Só o tempo irá dizer se o Banco Central foi cauteloso demais em sua decisão. O que está colocado é um quadro muito mais complexo para o PIB brasileiro neste ano. Antes mesmo das evidências de elevação de riscos externos, os dados já vinham fazendo os analistas a rever suas projeções. A frustração com indicadores como a produção industrial, o setor de serviços e o mercado de trabalho hoje explicam porque a previsão no Boletim Focus para o PIB deste ano caiu de próximo de 3% no início do ano, para 2,5%, com sinais de que as expectativas imbicam em direção aos 2%. Tudo isso sem levar em conta que o processo eleitoral, uma fonte tradicional de volatilidade, está mais complexo neste ano, com maior fragmentação de candidatos e vantagem de populistas. Trata-se de uma chuva de problemas da qual o BC tenta se proteger.


“Taxa de juros vai ficar parada até o primeiro trimestre do ano que vem”

Luiz Fernando Figueiredo, ex-diretor do Banco Central e CEO da Mauá Capital

Qual é a sua avaliação sobre a decisão do Copom?
A discussão se parou ou não no momento certo é pouco relevante porque entre 6,5% e 6,25% não tem muita diferença. É a taxa mais baixa que se tem na história. Isso tem muito a ver com a condição do Banco Central nesse tempo todo, que foi primorosa. Ele conseguiu fazer o que queria, que era começar mais duro e depois baixar mais. Então, acho que foi bem-sucedido. O ponto aqui é que o mercado foi muito surpreendido. Realmente teve uma questão de comunicação, porque começou lá trás, na ata da última reunião, em que o Copom disse que iria reduzir os juros se as condições ficassem relativamente iguais. Então, o mercado colocou uma probabilidade muito grande.
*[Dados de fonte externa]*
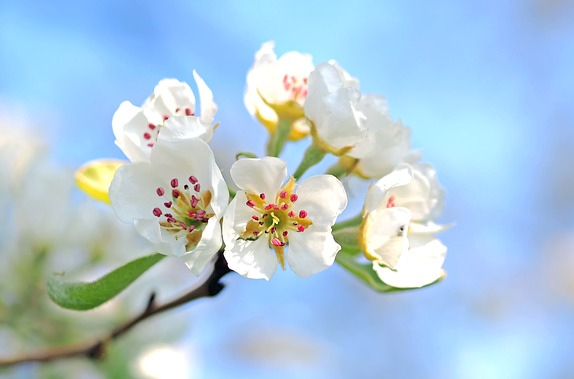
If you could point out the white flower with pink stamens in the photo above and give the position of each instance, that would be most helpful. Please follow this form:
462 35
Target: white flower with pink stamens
397 232
332 105
175 201
171 106
278 82
267 215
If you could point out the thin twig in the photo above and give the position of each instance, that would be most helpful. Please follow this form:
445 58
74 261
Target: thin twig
97 349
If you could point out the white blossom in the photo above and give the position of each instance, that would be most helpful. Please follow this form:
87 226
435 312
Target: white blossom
175 201
266 214
282 82
398 227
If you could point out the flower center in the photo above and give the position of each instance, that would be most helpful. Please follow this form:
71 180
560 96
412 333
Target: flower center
183 211
151 133
295 87
276 218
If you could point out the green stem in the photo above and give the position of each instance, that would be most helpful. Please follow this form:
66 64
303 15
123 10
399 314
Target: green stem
337 170
355 221
348 238
312 156
278 138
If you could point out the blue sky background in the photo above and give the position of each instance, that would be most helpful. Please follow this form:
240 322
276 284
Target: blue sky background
487 90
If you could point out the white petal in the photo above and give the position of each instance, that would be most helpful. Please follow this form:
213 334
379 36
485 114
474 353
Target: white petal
129 125
208 106
252 259
191 156
423 195
206 249
163 242
418 267
311 251
427 228
133 191
377 193
180 127
259 175
323 197
385 234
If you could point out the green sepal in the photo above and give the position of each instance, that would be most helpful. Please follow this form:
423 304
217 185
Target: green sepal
278 137
87 295
348 239
312 156
365 273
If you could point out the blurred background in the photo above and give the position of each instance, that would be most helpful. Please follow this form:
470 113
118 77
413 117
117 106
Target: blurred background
487 89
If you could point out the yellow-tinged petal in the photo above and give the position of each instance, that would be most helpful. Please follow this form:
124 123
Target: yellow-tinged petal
95 177
289 110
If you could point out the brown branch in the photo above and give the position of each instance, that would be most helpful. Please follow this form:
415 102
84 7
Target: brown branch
97 349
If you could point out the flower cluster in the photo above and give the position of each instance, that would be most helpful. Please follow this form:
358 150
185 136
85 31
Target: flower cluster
176 197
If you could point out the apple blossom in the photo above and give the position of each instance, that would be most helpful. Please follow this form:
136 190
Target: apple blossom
171 106
332 105
175 201
266 214
397 229
274 83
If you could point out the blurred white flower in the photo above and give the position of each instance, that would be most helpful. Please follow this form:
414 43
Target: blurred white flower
175 201
171 106
387 143
265 213
397 229
332 105
273 82
167 362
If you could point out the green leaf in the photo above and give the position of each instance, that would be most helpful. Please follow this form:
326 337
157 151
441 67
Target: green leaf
245 154
348 239
278 138
87 295
366 274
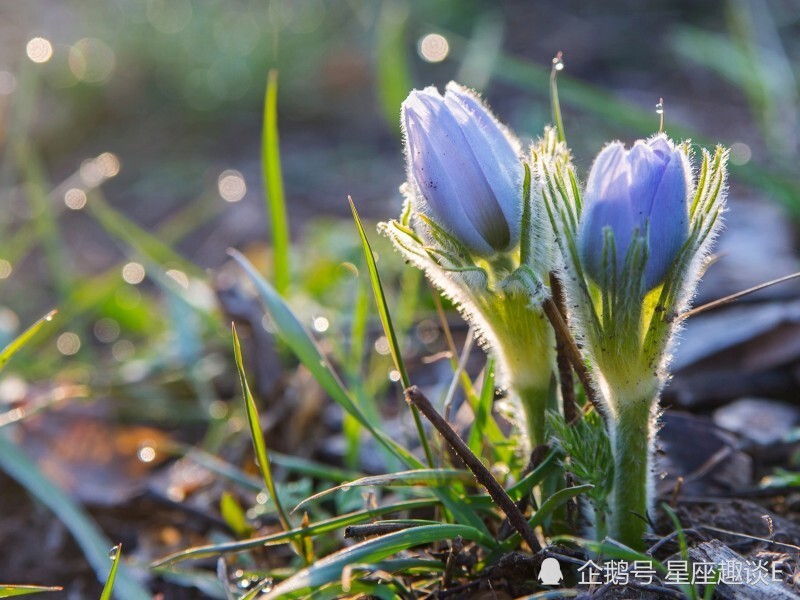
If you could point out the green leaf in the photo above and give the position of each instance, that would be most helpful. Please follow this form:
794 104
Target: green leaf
24 338
273 185
112 574
388 328
299 339
9 591
87 534
257 435
322 527
330 568
418 477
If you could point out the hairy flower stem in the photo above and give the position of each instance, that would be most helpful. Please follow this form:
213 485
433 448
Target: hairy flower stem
632 437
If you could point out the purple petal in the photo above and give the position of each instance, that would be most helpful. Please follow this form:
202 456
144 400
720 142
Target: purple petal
669 219
495 151
449 177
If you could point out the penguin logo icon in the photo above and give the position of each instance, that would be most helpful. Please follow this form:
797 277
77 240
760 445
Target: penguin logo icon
550 573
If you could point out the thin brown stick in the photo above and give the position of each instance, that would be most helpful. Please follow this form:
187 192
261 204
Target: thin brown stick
734 297
362 531
571 412
416 398
538 455
571 351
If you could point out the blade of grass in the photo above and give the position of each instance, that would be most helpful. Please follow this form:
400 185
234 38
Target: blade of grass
9 591
320 528
330 568
112 574
24 338
418 477
388 329
301 342
85 531
273 185
259 444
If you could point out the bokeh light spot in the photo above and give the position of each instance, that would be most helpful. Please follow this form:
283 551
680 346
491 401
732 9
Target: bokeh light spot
133 273
75 199
39 50
433 47
68 343
231 186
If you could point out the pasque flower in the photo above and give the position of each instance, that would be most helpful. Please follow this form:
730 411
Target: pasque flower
641 247
465 166
472 223
636 192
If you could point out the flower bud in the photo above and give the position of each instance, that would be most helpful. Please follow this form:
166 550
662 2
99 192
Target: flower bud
464 168
642 191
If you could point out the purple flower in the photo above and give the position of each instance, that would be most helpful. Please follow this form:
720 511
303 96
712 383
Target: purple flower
465 166
641 191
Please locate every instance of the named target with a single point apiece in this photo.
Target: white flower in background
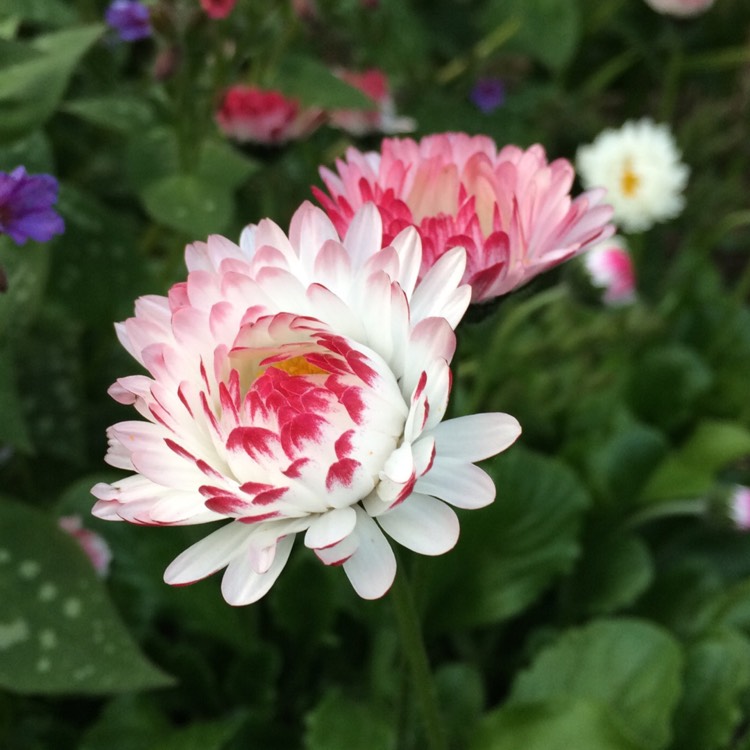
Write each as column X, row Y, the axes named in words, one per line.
column 739, row 507
column 610, row 268
column 682, row 8
column 298, row 385
column 640, row 167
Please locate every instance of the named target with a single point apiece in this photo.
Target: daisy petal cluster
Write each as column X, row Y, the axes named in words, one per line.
column 297, row 385
column 510, row 209
column 381, row 119
column 26, row 206
column 268, row 117
column 682, row 8
column 640, row 166
column 610, row 268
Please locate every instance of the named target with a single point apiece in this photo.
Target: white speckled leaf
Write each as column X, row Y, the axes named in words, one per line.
column 59, row 632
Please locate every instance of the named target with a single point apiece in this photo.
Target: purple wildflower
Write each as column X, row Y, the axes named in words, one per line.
column 130, row 19
column 26, row 206
column 488, row 94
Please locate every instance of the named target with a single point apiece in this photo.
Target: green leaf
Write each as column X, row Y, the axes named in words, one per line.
column 223, row 165
column 26, row 270
column 49, row 12
column 315, row 85
column 554, row 725
column 665, row 386
column 549, row 29
column 613, row 571
column 629, row 666
column 189, row 204
column 33, row 151
column 30, row 90
column 59, row 633
column 692, row 470
column 340, row 723
column 717, row 672
column 513, row 549
column 121, row 112
column 13, row 429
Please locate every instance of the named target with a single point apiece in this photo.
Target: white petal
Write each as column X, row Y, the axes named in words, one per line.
column 242, row 585
column 372, row 568
column 438, row 294
column 330, row 528
column 422, row 524
column 476, row 436
column 365, row 234
column 460, row 484
column 208, row 555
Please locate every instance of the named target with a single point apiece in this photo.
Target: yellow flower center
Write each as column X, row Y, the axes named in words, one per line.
column 629, row 181
column 298, row 366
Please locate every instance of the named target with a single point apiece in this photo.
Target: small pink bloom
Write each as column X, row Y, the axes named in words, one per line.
column 510, row 209
column 739, row 507
column 381, row 119
column 218, row 8
column 255, row 115
column 681, row 8
column 611, row 268
column 91, row 543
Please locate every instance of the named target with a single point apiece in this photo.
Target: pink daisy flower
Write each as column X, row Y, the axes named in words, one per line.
column 297, row 385
column 510, row 209
column 250, row 114
column 610, row 268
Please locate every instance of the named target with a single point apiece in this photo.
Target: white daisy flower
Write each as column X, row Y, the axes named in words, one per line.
column 640, row 167
column 297, row 384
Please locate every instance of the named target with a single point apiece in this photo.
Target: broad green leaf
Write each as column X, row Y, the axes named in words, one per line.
column 691, row 471
column 26, row 270
column 552, row 725
column 717, row 673
column 666, row 385
column 315, row 85
column 13, row 429
column 509, row 552
column 33, row 151
column 461, row 695
column 30, row 90
column 49, row 12
column 340, row 723
column 613, row 571
column 549, row 29
column 189, row 204
column 629, row 666
column 59, row 633
column 223, row 165
column 121, row 112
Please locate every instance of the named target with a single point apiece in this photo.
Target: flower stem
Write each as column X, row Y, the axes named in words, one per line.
column 412, row 643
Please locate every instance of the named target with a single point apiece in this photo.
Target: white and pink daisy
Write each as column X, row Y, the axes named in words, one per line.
column 610, row 268
column 510, row 209
column 297, row 384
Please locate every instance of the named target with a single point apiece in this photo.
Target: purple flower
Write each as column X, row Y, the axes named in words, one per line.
column 129, row 19
column 488, row 94
column 26, row 206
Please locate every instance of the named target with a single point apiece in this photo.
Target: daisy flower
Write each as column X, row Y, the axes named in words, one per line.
column 297, row 385
column 250, row 114
column 610, row 268
column 509, row 208
column 640, row 166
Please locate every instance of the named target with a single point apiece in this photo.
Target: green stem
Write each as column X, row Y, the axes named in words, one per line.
column 415, row 653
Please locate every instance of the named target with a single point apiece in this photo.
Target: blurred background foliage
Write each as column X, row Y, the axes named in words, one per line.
column 602, row 602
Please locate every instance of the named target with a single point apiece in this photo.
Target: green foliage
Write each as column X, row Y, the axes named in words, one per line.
column 59, row 632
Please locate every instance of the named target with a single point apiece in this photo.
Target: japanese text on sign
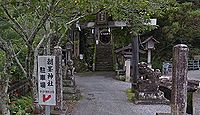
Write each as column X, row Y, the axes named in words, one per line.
column 46, row 80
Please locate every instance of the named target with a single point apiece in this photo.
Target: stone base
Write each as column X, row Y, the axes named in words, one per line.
column 163, row 114
column 54, row 112
column 151, row 98
column 75, row 96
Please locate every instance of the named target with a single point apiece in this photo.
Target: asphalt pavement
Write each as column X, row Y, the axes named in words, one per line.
column 103, row 95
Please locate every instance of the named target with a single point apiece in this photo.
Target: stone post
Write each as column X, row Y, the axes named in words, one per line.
column 196, row 102
column 128, row 71
column 179, row 80
column 59, row 88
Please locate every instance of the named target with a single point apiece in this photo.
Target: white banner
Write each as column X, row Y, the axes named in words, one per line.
column 46, row 80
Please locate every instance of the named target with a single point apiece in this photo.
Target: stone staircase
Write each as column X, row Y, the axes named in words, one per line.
column 104, row 59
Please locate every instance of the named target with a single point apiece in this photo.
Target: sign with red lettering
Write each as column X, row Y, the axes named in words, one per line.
column 46, row 80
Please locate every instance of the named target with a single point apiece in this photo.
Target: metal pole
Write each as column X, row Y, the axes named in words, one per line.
column 135, row 61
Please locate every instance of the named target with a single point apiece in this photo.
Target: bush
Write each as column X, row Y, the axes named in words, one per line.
column 21, row 106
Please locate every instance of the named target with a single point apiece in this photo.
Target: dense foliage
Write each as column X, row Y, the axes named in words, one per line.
column 25, row 23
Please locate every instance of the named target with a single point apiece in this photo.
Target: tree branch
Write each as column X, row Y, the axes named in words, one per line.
column 15, row 22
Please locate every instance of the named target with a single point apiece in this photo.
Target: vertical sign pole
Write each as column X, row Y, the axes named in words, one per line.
column 179, row 80
column 47, row 110
column 149, row 58
column 59, row 88
column 134, row 61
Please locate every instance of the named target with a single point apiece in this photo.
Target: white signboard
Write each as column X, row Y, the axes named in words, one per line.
column 46, row 80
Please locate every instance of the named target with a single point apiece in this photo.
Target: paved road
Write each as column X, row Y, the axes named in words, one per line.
column 102, row 95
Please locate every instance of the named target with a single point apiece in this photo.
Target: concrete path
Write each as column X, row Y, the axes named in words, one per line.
column 103, row 95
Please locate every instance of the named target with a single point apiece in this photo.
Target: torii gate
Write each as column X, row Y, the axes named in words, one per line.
column 102, row 22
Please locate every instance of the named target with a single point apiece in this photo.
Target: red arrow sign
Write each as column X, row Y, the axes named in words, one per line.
column 46, row 98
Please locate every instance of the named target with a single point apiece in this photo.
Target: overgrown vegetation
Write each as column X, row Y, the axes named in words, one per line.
column 130, row 94
column 21, row 106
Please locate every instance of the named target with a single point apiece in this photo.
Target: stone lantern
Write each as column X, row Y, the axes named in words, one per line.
column 150, row 45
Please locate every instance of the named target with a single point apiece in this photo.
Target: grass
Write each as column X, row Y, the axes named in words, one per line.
column 130, row 94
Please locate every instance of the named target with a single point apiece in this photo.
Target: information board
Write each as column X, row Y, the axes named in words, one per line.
column 46, row 80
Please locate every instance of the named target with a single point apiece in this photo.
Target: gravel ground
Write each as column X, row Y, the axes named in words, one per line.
column 103, row 95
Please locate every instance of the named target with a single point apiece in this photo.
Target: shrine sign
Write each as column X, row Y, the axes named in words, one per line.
column 46, row 80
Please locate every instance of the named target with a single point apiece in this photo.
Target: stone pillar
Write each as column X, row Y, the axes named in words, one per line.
column 59, row 88
column 128, row 71
column 179, row 80
column 196, row 102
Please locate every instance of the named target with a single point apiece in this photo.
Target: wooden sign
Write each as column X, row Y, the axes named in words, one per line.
column 46, row 80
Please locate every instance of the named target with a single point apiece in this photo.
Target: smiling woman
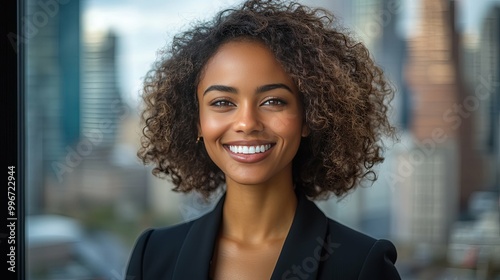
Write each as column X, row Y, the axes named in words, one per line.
column 274, row 104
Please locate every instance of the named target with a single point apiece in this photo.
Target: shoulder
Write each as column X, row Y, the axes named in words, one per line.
column 154, row 248
column 357, row 255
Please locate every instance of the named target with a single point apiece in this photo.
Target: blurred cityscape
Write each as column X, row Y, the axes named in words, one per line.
column 88, row 197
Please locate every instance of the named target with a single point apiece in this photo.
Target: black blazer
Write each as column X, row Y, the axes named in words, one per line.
column 315, row 248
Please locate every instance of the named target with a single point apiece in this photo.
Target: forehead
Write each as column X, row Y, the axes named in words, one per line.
column 243, row 57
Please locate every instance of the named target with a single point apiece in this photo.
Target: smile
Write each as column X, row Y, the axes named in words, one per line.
column 249, row 149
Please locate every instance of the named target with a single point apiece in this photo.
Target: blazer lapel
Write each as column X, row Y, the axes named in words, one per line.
column 196, row 253
column 302, row 251
column 299, row 257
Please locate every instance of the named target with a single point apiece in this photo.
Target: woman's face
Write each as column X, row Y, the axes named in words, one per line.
column 250, row 114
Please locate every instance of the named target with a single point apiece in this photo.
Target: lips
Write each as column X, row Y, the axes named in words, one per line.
column 248, row 152
column 237, row 149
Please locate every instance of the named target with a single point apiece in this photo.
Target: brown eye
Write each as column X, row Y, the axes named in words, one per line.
column 274, row 102
column 221, row 103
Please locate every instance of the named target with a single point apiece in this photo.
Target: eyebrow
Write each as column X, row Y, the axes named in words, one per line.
column 260, row 89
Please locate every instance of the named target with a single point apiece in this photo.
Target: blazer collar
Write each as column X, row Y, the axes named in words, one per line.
column 298, row 255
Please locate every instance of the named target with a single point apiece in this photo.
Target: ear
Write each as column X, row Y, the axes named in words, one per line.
column 305, row 130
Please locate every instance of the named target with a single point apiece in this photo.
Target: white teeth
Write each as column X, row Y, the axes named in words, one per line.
column 249, row 149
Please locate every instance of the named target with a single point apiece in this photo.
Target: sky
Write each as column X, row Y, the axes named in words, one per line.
column 144, row 27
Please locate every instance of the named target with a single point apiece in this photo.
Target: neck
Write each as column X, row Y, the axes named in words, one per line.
column 258, row 213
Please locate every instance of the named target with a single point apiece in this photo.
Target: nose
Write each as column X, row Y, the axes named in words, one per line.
column 248, row 119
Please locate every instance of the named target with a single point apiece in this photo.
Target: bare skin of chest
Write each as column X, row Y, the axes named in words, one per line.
column 234, row 260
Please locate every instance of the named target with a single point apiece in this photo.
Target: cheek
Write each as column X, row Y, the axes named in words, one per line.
column 211, row 126
column 288, row 123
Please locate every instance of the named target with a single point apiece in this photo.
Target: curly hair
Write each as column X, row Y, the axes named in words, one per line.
column 344, row 94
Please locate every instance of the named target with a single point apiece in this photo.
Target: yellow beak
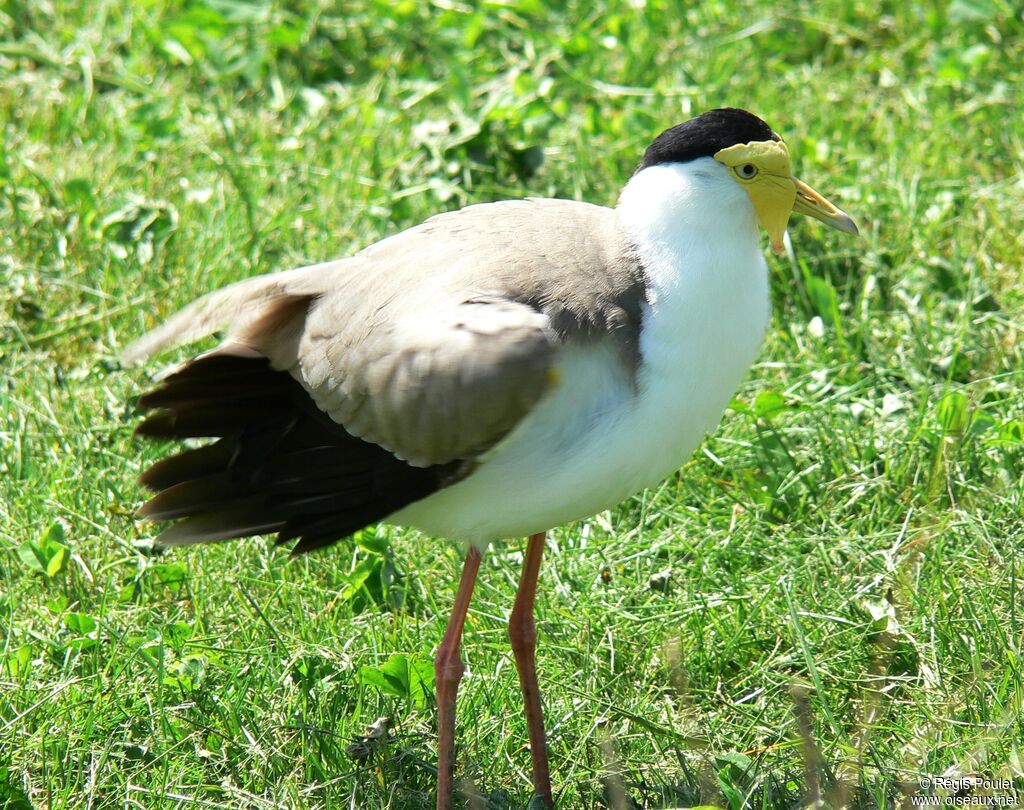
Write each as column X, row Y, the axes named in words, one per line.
column 775, row 193
column 811, row 203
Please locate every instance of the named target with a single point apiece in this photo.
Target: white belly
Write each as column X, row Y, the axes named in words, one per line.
column 602, row 435
column 598, row 438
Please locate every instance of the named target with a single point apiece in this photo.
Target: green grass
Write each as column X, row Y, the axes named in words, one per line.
column 844, row 612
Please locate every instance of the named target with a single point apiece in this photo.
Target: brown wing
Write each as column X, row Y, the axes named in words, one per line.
column 435, row 342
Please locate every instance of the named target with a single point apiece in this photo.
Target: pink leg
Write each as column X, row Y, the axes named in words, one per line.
column 448, row 673
column 522, row 634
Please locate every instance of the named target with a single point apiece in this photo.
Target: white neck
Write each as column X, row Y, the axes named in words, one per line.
column 695, row 230
column 688, row 216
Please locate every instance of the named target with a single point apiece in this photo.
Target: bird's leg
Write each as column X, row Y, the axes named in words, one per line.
column 522, row 634
column 448, row 673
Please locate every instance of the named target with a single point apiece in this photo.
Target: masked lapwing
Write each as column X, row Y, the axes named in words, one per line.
column 488, row 374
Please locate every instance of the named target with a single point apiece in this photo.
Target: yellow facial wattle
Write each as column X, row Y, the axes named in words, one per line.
column 763, row 168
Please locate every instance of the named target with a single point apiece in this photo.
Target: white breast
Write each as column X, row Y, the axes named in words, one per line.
column 600, row 436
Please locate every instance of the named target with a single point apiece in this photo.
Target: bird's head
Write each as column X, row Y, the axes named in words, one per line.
column 757, row 159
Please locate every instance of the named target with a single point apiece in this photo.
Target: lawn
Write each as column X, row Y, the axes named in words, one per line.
column 823, row 604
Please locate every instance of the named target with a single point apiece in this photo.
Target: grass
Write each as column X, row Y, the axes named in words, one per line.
column 825, row 602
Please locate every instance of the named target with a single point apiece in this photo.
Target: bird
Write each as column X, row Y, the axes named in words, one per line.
column 489, row 374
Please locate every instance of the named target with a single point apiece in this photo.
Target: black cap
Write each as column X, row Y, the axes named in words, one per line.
column 705, row 135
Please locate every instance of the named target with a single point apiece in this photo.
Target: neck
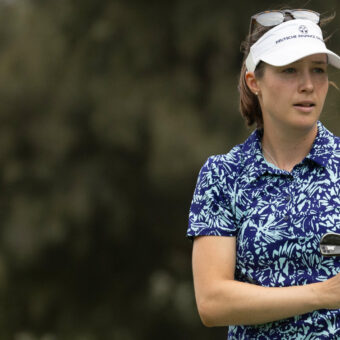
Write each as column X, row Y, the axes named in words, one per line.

Isso pode ter uma implicação maior?
São duas implicações, na verdade. A primeira é que o mercado vai ter muito mais receio com relação ao que o Banco Central fala. A segunda coisa é que ele acabou relacionando mais a política monetária à taxa de câmbio, coisas que ele vem, na minha visão, corretamente desassociando uma da outra e dizendo que é só o efeito secundário do câmbio que pesa.

A questão do câmbio foi sobrevalorizada na decisão?
Sem dúvida. Eu diria que foi basicamente isso. O câmbio é a primeira consequência de um ambiente externo pior.

O juro nesse patamar é suficiente para fazer a economia reanimar?
Eu acho que não. A recuperação está acontecendo, mas em um padrão muito menor do que antes. Está bastante dependente do que vai acontecer na eleição. Claro que o juro menor ajuda e não é pouco, mas não é o suficiente porque você tem uma questão de confiança que não tem jeito, precisa esperar a linha do próximo governo. Não depende do Banco Central.

Como os juros vão se comportar daqui para frente?
O mercado vai ser mais volátil, não só pelo ambiente externo, mas também porque a gente está caminhando para uma eleição que está muito difícil de ler. A taxa de juros vai ficar parada até o primeiro trimestre do ano que vem, a não ser que aconteça uma hecatombe pelo caminho, porque temos bastante gordura.

Essa gordura pode ter sido criada para enfrentar o período eleitoral?
Sim, é uma gordura que ajuda a enfrentar qualquer coisa, inclusive o período eleitoral.

Podemos imaginar esse patamar até o primeiro trimestre, então?
Muito provavelmente. Como a atividade econômica está mais fraca, porém, pode até ser que seja um pouco depois.

Se não fosse o cenário externo, caberia falar não só de um corte de 0,25 pontos, como outros mais para frente?
Seria possível, mas não é de maneira nenhuma criticar ter parado em 6,5%. Seria possível, mas não era provável, porque ele já tinha dito lá atrás que ia parar nessa. Então, tem que ver quanto seria benigno fazer.